Why do we need them?
In the past few weeks, you stored and retrieved data using files. This is fine for simple data but it can quickly become an issue as your application becomes more complex and needs to store and manipulate more complicated data. For example, imagine you want to develop the next biggest hotel booking application. You will need to store the list of hotels available for booking somewhere, and as you add more features, you will need to save users information, the reviews they post for each hotel, but also the bookings each user makes. You can see that the data you need to handle can become very complicated, especially when you need to consider that data are not static, as they can be updated or deleted. To work more effectively with data, we can then use a database, which present the following benefits:
- A database defines a structure for your data and the relationships between entities
- A database provides convenient and performant ways to safely store and retrieve data
- A database provides a mechanism to check the validity of your data
Different types of database
There are many different kinds of database and different implementations. Sometimes, a database type is a better fit to certain use case or certain problems. The most well-known database types include relational database, key/value database, graph database and document database (also known as NoSQL). For this class, we will focus specifically on relational database as they are the most widely used and supported. You can consult DB-Engines to see a ranking of the most used database, as you can see, there is a lot of them!
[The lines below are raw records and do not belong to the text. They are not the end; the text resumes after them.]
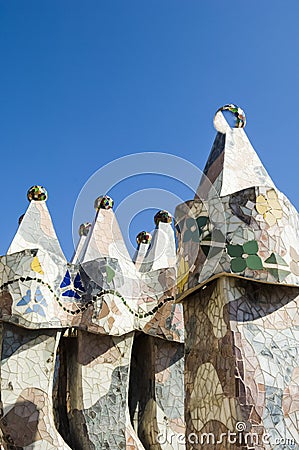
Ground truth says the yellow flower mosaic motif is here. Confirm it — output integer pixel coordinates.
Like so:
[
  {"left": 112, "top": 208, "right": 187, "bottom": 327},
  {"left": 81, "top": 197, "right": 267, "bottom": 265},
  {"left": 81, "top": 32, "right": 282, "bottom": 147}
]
[
  {"left": 31, "top": 256, "right": 44, "bottom": 275},
  {"left": 255, "top": 189, "right": 282, "bottom": 227},
  {"left": 177, "top": 258, "right": 189, "bottom": 294}
]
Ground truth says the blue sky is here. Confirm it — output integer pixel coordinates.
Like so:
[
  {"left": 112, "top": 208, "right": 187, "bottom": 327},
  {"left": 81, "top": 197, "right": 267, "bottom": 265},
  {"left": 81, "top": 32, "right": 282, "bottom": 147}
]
[{"left": 0, "top": 0, "right": 299, "bottom": 256}]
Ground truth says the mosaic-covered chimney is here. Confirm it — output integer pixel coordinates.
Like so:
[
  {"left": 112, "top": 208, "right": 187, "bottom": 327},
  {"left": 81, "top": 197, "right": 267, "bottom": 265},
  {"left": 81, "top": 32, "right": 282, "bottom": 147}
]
[{"left": 176, "top": 105, "right": 299, "bottom": 449}]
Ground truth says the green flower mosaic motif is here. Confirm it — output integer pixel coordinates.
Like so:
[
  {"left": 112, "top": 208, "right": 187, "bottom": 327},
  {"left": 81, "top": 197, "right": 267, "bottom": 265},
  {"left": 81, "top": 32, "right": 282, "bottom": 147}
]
[
  {"left": 265, "top": 253, "right": 291, "bottom": 282},
  {"left": 200, "top": 230, "right": 225, "bottom": 258},
  {"left": 183, "top": 216, "right": 208, "bottom": 243},
  {"left": 227, "top": 241, "right": 263, "bottom": 273}
]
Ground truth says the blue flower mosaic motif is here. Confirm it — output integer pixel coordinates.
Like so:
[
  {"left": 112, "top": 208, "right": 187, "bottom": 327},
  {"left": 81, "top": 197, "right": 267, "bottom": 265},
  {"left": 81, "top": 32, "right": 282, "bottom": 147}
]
[
  {"left": 60, "top": 270, "right": 85, "bottom": 300},
  {"left": 17, "top": 287, "right": 48, "bottom": 317}
]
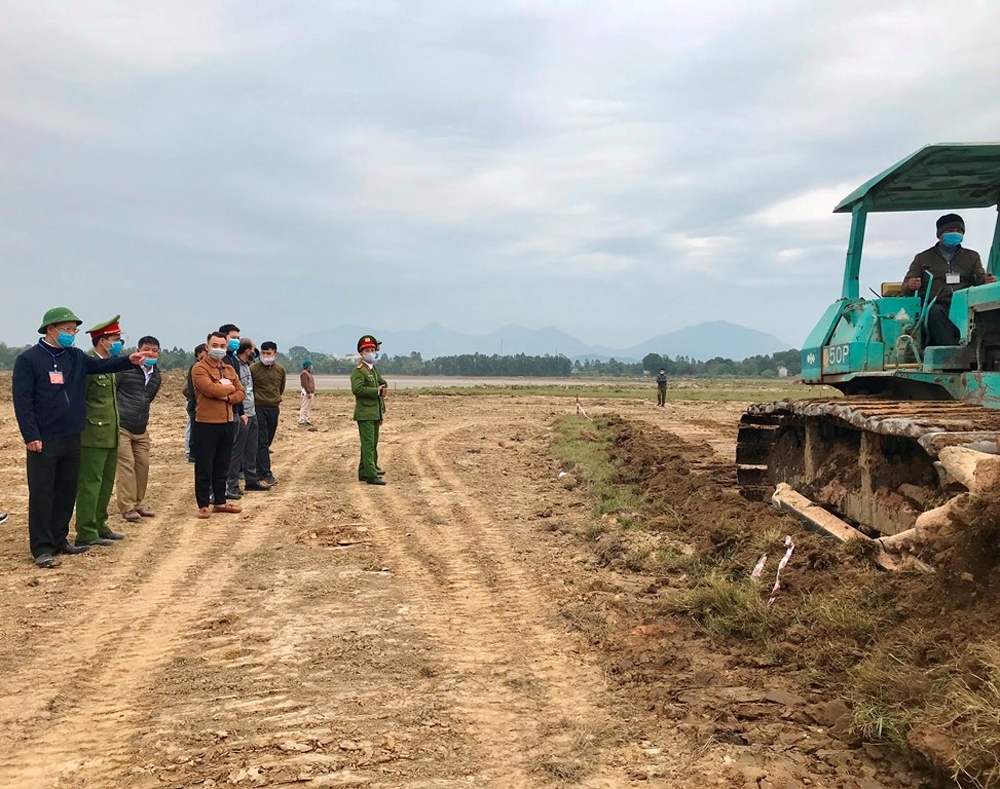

Introduction to PostgreSQL
"PostgreSQL is a powerful, open source object-relational database system that uses and extends the SQL language combined with many features that safely store and scale the most complicated data workloads. The origins of PostgreSQL date back to 1986 as part of the POSTGRES project at the University of California at Berkeley and has more than 30 years of active development on the core platform." (source: postgresql.org)
What is SQL?
- Pronounced S-Q-L or sequel
- Stands for Structured Query Language
- SQL is the standard language used to communicate with relational database
- SQL statements are used to query, create, update, delete records in a database
- SQL statements are executed by a RDBMS.
What is a RDBMS?
- Stands for Relational Database Management System
- It is a program that processes SQL statements to manage a relational database
- PostgreSQL is a RDBMS.
What characterizes a relational database?
As mentioned previously, a relational database is a specific type of database. Data is stored in tables of rows and columns as per the example below:
How about storing everything in one big table as shown below? Why isn't it a good idea?
A customer could have several bookings. If the customer changes their telephone number, you would have to update every single rows for this customer with their new number, which is more prone to errors. As a general rule, try to avoid duplication of data, and instead design your system in a way that you have a single source of truth for each piece of data. The example below is NOT a good solution.
Database modeling exercise
Scenario: You've been hired to create a database for a new company which wants to revolutionize the hotel booking market. The first task you've been given is to model how the company would store its data in a database. Here are your requirements:
- The company wants to store in the database all the hotels available on their website
- For each hotel, the company wants to record the name and the number of rooms. Also each hotel can have several room types and each room type has a specific price.
- The company also needs to store the information of customers who registered on their website with a name, an email and an address.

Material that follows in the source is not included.